IRELAND is missing out on major international film and television projects - and revenues of around €1bn a year - because of an inadequate amount of studio space.
Ardmore Studios, which was involved in some of the biggest productions the country has hosted, has now called on the Government for urgent investment in an audio/visual infrastructure.
The company, based in Bray, Co Wicklow, has revealed that it has even had to turn down business due to a lack of available space.
Ardmore, which worked on The Tudors, Penny Dreadful and Braveheart, has said that the country "urgently" requires a minimum of 100,000 square-foot of additional studio space.
It has called on the Government to establish a €15m infrastructure fund to support the audio/visual sector.
And it has argued that such an investment had the potential to realise 5,000 new, high-skilled job and increase annual revenues to €1bn.
The company said that each international series generates between €30m and €50m a year in local expenditure and creates 350 to 500 jobs.
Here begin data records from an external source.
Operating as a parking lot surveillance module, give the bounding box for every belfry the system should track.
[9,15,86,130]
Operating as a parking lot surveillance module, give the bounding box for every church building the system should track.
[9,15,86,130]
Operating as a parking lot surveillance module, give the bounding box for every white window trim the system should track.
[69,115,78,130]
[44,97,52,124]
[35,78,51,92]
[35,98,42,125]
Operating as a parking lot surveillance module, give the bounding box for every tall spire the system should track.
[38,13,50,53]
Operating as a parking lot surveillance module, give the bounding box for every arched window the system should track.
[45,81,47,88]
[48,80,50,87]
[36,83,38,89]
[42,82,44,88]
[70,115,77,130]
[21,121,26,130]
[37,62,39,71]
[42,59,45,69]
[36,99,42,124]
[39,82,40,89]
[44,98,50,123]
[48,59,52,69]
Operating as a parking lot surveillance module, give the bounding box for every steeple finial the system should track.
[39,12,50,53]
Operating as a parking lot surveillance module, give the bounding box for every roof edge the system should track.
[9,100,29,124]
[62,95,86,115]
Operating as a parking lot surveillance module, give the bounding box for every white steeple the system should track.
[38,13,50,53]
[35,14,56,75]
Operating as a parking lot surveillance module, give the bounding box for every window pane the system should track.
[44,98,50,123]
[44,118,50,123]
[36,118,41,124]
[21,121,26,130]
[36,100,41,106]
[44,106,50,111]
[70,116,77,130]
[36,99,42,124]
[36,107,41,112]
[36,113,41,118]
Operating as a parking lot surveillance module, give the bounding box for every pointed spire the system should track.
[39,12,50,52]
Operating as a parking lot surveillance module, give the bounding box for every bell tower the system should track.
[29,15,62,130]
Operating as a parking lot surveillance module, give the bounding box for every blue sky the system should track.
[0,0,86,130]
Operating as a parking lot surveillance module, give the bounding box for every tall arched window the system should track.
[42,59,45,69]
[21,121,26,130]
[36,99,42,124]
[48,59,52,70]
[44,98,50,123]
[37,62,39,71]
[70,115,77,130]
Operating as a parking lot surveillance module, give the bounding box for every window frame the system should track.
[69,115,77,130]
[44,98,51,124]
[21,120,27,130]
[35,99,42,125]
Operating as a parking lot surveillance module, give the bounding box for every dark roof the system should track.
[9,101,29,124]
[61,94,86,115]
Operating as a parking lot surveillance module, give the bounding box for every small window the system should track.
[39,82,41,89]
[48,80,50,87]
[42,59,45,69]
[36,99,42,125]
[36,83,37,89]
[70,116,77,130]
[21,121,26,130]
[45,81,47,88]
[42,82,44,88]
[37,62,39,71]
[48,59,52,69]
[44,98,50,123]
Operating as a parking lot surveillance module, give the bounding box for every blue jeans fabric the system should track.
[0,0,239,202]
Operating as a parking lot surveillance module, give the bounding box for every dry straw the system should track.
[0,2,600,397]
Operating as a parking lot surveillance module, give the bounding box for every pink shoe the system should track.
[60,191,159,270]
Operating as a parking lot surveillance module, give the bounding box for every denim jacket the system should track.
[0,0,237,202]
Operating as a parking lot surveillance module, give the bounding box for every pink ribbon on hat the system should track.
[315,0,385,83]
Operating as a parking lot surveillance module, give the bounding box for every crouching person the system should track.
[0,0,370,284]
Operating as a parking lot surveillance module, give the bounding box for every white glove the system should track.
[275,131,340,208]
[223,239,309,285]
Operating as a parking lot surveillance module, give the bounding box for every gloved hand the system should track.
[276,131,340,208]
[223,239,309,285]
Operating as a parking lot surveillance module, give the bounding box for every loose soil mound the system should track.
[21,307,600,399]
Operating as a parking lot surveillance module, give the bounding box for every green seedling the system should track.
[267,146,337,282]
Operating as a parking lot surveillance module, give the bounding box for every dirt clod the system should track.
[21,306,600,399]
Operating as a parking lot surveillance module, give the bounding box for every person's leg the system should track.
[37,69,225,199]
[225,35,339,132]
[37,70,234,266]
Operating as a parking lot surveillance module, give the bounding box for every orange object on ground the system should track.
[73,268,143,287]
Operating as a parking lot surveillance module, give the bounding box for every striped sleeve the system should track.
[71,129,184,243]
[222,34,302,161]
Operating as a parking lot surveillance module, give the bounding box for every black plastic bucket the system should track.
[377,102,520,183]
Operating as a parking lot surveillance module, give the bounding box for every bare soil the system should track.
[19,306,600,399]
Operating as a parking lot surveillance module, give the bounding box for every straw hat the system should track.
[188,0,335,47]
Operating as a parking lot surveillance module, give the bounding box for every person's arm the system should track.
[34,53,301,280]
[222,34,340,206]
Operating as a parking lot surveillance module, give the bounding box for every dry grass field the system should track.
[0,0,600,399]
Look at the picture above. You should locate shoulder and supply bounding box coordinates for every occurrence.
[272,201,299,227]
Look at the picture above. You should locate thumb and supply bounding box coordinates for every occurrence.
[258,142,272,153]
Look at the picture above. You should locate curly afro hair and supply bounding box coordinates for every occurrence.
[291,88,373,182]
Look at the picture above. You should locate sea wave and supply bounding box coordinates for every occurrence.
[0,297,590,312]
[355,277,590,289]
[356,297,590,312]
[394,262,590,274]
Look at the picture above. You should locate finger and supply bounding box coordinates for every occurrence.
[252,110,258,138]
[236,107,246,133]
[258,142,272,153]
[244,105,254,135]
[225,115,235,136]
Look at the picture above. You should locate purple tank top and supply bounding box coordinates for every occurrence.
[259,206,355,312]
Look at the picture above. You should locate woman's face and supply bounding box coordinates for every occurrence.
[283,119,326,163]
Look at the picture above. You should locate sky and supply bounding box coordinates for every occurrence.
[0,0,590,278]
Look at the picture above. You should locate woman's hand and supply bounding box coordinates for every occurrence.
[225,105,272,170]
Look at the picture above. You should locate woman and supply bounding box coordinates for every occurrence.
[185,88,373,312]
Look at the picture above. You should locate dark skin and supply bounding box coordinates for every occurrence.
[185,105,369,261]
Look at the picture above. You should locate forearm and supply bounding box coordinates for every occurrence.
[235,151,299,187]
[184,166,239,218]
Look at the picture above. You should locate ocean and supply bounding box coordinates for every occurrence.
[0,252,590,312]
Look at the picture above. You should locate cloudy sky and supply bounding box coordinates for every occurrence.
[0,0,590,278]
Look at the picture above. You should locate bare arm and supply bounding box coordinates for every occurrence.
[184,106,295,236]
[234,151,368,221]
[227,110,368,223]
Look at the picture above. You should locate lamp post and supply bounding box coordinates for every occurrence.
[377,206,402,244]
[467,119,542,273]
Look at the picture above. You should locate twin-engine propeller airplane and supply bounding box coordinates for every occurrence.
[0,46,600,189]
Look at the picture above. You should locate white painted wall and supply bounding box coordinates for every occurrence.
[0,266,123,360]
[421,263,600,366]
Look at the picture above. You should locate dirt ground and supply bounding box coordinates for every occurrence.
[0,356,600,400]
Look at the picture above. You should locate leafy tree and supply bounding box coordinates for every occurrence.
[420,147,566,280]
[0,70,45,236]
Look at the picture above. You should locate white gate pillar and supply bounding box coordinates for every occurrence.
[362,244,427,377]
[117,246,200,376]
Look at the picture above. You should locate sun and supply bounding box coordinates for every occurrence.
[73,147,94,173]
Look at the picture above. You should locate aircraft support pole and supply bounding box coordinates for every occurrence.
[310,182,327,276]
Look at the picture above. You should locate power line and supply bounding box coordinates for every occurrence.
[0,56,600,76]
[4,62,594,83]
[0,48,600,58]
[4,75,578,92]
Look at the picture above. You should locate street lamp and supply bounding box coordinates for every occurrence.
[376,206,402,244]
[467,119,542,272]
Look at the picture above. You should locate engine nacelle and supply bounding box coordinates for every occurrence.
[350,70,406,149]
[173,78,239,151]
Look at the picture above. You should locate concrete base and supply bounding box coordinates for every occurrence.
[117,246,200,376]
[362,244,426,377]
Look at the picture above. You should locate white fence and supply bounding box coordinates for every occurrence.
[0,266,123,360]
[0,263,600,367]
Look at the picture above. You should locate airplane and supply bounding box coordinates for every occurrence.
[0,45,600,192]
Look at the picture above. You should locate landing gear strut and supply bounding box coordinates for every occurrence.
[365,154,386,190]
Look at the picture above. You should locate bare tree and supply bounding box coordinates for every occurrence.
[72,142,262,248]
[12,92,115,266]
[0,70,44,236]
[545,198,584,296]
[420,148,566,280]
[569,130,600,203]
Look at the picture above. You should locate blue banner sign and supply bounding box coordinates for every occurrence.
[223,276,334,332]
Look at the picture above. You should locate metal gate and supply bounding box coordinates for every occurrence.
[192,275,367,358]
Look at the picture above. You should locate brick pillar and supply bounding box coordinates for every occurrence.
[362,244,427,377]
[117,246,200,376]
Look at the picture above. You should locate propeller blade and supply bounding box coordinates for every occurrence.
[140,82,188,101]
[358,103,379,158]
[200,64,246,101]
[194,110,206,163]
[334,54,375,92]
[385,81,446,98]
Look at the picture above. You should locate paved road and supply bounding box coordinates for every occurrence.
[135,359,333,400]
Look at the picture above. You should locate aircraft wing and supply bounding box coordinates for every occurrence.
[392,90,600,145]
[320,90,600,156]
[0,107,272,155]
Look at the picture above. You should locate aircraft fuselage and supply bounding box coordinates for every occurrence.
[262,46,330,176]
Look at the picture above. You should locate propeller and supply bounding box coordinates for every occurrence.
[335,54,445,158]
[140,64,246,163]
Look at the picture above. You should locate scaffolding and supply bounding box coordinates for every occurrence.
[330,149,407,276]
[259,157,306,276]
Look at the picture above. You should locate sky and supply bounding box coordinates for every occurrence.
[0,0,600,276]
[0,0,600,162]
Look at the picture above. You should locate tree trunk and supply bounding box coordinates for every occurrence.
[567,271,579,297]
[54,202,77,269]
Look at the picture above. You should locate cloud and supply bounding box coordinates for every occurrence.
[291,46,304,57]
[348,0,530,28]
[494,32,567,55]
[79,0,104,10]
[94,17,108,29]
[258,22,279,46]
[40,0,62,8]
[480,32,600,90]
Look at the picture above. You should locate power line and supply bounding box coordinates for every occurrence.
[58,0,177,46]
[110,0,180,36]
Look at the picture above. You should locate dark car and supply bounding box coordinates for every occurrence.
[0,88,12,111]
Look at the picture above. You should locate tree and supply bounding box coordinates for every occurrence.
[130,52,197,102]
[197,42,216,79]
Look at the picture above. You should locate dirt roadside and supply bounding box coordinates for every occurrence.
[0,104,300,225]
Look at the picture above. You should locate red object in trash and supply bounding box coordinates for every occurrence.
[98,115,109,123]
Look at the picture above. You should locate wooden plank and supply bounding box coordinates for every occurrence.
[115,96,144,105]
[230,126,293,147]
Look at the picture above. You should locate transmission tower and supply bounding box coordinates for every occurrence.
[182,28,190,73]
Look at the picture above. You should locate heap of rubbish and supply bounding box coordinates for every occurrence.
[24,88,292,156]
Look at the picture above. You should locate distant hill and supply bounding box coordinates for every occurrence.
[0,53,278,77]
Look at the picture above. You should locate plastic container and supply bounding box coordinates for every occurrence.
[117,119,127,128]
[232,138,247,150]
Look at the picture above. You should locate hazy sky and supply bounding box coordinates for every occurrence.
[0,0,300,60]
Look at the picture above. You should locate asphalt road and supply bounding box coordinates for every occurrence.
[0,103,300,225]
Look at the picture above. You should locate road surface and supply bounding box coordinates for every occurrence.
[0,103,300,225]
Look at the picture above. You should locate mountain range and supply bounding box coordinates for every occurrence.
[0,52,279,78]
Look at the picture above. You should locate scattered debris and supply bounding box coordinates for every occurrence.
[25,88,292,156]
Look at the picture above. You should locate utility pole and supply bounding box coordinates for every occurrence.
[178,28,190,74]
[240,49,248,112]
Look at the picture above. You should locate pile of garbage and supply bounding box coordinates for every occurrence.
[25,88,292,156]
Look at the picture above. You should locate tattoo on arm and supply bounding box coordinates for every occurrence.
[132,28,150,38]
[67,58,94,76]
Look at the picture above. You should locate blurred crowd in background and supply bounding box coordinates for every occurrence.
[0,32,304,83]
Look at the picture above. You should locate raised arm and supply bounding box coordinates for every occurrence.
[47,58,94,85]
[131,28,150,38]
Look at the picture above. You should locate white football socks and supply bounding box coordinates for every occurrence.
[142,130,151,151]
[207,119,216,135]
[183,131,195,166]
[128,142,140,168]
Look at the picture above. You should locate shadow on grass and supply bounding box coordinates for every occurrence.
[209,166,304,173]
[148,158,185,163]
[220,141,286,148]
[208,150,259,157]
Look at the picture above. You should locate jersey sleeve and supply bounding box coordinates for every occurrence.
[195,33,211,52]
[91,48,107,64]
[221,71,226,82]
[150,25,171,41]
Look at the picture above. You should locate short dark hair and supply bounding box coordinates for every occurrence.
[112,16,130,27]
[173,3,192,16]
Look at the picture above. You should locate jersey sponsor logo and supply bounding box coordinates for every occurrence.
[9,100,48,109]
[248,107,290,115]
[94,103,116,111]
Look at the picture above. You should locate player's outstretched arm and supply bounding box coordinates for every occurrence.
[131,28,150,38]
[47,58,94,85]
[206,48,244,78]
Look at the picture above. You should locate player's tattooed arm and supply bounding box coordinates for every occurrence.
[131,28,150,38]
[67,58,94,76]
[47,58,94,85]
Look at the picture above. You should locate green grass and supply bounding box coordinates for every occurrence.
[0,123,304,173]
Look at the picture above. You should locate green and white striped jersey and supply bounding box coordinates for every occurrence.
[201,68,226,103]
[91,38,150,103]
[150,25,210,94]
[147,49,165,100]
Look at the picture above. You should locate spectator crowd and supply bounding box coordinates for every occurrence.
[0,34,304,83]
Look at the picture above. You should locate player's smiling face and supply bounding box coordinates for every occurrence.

But the studio has also warned that Northern Ireland has invested heavily in such studio space.
"Northern Ireland has created more studio space in the last six years than we have in total across the country and they have announced plans to double their current capacity," a statement said.
The studio said that Ireland's film and TV production industry was poised to gain substantially from tax credit benefits announced in the last budget.
But it added that the desired growth is hindered by the lack of sufficient studio space and facilities to enable these benefits to materialise,
Chief executive of the studio, Siun Ni Raghallaigh, said that Ireland currently has a total of just 111,000 square-feet of industry standard studio space.
She pointed out that this was at a time when the global market for creative audio visual content is projected to grow at a rate of 30pc over the next five years.
Ms Ni Raghallaigh estimated it would cost €30m to develop a further 100,000 square-foot of studio space and 150,000 square-foot of support buildings required to cater for international productions here.
"We are asking the Government to establish a fund of €15m to enable the sector take best advantage of the film credit scheme and create sustainable growth," she said.
"The lack of suitable studio space is an issue of great concern for the industry. We ourselves have had to turn away business in the past year because we simply do not have the required capacity," she added.
Ms Ni Raghallaigh said there was strong international interest in Ireland as a production location thanks to tax breaks.